The Dust We Breathe
A normal adult breathes in around 66 lbs. of air every day and it contains literally billions-upon-billions of dirt particles. Considering that we spend an average of 90 percent of our time indoors, it becomes obvious that to keep allergies and irritants at bay, we should make sure that the air we breathe is as contaminant free as possible.
Studies have shown that the air that circulates in a normal home is as dirty as that of a large city. As a result, an average person can expect to breathe in around 50 billion contaminant particles per hour.
Air-borne dirt comes from a number of sources: cars, vegetation, industries, smoke, pets and people. Pollen and dust mites, two of the most common irritants, are so small that they are invisible to the naked eye. Even dust mite droppings can easily enter our lungs and irritate our eyes.
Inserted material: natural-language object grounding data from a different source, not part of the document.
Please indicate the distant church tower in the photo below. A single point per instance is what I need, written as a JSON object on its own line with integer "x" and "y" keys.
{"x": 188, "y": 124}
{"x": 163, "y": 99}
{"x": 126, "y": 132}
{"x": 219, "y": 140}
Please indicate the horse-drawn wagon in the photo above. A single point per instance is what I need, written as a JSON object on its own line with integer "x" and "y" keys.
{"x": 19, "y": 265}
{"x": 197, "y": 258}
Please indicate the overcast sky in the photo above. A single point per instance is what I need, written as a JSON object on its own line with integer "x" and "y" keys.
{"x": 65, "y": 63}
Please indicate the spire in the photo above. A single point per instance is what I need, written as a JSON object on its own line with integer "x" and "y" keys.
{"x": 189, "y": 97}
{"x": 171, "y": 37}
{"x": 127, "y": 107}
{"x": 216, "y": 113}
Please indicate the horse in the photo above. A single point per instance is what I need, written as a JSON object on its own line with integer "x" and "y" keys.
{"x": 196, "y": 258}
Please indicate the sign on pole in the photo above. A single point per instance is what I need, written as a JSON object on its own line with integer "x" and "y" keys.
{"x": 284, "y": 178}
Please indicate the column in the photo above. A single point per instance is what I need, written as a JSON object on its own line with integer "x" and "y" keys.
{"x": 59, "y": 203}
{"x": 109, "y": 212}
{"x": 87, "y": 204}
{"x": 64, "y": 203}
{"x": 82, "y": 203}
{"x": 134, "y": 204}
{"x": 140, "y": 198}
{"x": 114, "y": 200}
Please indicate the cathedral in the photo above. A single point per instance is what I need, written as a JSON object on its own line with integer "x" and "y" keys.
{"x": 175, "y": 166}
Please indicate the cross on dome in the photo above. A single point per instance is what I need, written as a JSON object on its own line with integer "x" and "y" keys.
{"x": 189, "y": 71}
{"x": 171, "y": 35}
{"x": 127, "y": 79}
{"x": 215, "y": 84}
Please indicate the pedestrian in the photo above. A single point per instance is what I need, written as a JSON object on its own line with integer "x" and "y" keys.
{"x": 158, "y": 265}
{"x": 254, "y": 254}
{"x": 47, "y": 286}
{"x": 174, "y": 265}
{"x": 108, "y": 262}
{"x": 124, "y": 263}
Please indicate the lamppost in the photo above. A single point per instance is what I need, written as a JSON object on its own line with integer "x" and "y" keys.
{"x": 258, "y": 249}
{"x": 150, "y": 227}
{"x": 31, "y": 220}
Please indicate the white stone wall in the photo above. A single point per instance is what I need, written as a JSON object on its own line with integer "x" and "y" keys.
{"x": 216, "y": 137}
Dirt is in our schools, workplaces, homes and in our cars. If the buildings where we spend large parts of our day are ventilated, things can get even worse. Poorly maintained ventilation systems are a prime source of "bad air," air that contains mold and bacteria circulated together with all the other particulate matter we end up breathing.
How Small is Small?
The particles that float in the air around us are so small that individually, they range from being hard to spot to completely invisible. They are easily whipped up from floors and surfaces to drift around until they either gently settle again, or are inhaled into our lungs.
When you consider that the average human hair is between 50 to 100 microns across, a dirt particle of 0.06 microns seems unimportant. But in large quantities, even particles this small can cause all kinds of problems. In high concentrations they cause problems in the form of irritations, allergies, asthma and bronchitis.
Realistically, dirt particles will always be in the air no matter how often we clean. By keeping these particles at lower levels we can reduce their ill effects on our health.
What's the answer?
The old expression, "Cleanliness is next to godliness" could easily be rewritten to say "Cleanliness is next to healthiness" especially when it comes to allergies.
Vacuum! Keep the place clean. There is no simpler way to stop dirt from fouling the indoor air we breathe than to vacuum often. Choose a vacuum cleaner with strong suction, an airtight, sealed design and a filter that stops dust from leaking back into the room once it's been vacuumed up.
Clean those hard-to-reach places too. Vacuum underneath sofas and beds, behind furniture and pay special attention to corners and around the baseboards. Door frames, ceiling fans, louvered doors and mini blinds all collect dust.
Kitchens and bathrooms are prime places where dirt just seems to appear and where it can have detrimental affects on our health. These rooms tend to be damp which provides lots of food for microbes to thrive on. Damp dirt is more harmful than dry dirt. While most microorganisms dry out and eventually die in dry conditions, they thrive where it is damp. The same rule applies to the microbes that live in the dust and dirt in our homes. When you vacuum in damp conditions it is important to change the filter bag frequently. Otherwise, any bacteria or molds that have collected in the filter bag will multiply.
Think of the word vacuum as a "verb" rather than a "noun". No vacuum cleaner is of any use at all if it just sits in a closet waiting to be plugged in. Your vacuum cleaner is also more efficient when the filter bag is changed regularly and not allowed to become overfilled. If you reuse the filter bag instead of replacing it with a new one you are wasting your time hoping for good filtration. Eureka makes triple filtration, sealable filter bags especially for people who have allergies.
Bagless vacuum cleaners can make it easy for people to avoid the whole problem of remembering to change the bag. The bagless cassette can be emptied after each use and then snapped back into place. Many however do not consider bagless to be very hypoallergenic. Many times when you empty a bagless vacuum you are exposed to dust and allergens and may spread them back into the home.
Not all vacuum cleaners are created equal. Some may suck in dirt, but they'll also let it out again. In this way, they work pretty much like a broom. While they may give you a visibly clean home at a reasonable price, real cleaning and filtration can be missing.
A better solution is to invest in a sealed vacuum cleaner that offers the same filtration as a professional air cleaner, filtering all air traveling through the system so that only clean air comes out of the vacuum. Vacuums with True HEPA capture 100% of dust mites and ragweed pollens along with hundreds of other allergens and irritants. True HEPA filtration is the same standard used by hospitals and is available in models with bags as well as bagless cyclonic models. To guarantee the best filtration, change the HEPA filter per the manufacturers direction. Be sure to read the wording that describes a vacuums filtering system; not all HEPA vacuums are True HEPA. Look for a sealed vacuum device such as those from BOSCH, Lindhaus and the Eureka Oxygen series.
Granted, vacuuming is work, but it's good for you and your family. Vacuuming keeps the dirt out of your home. Vacuuming frequently also saves you the work of a major clean-up, reducing dust on surfaces, cobwebs in corners and dust bunnies underneath furniture. Reducing the dust we breathe is good for everyone's health.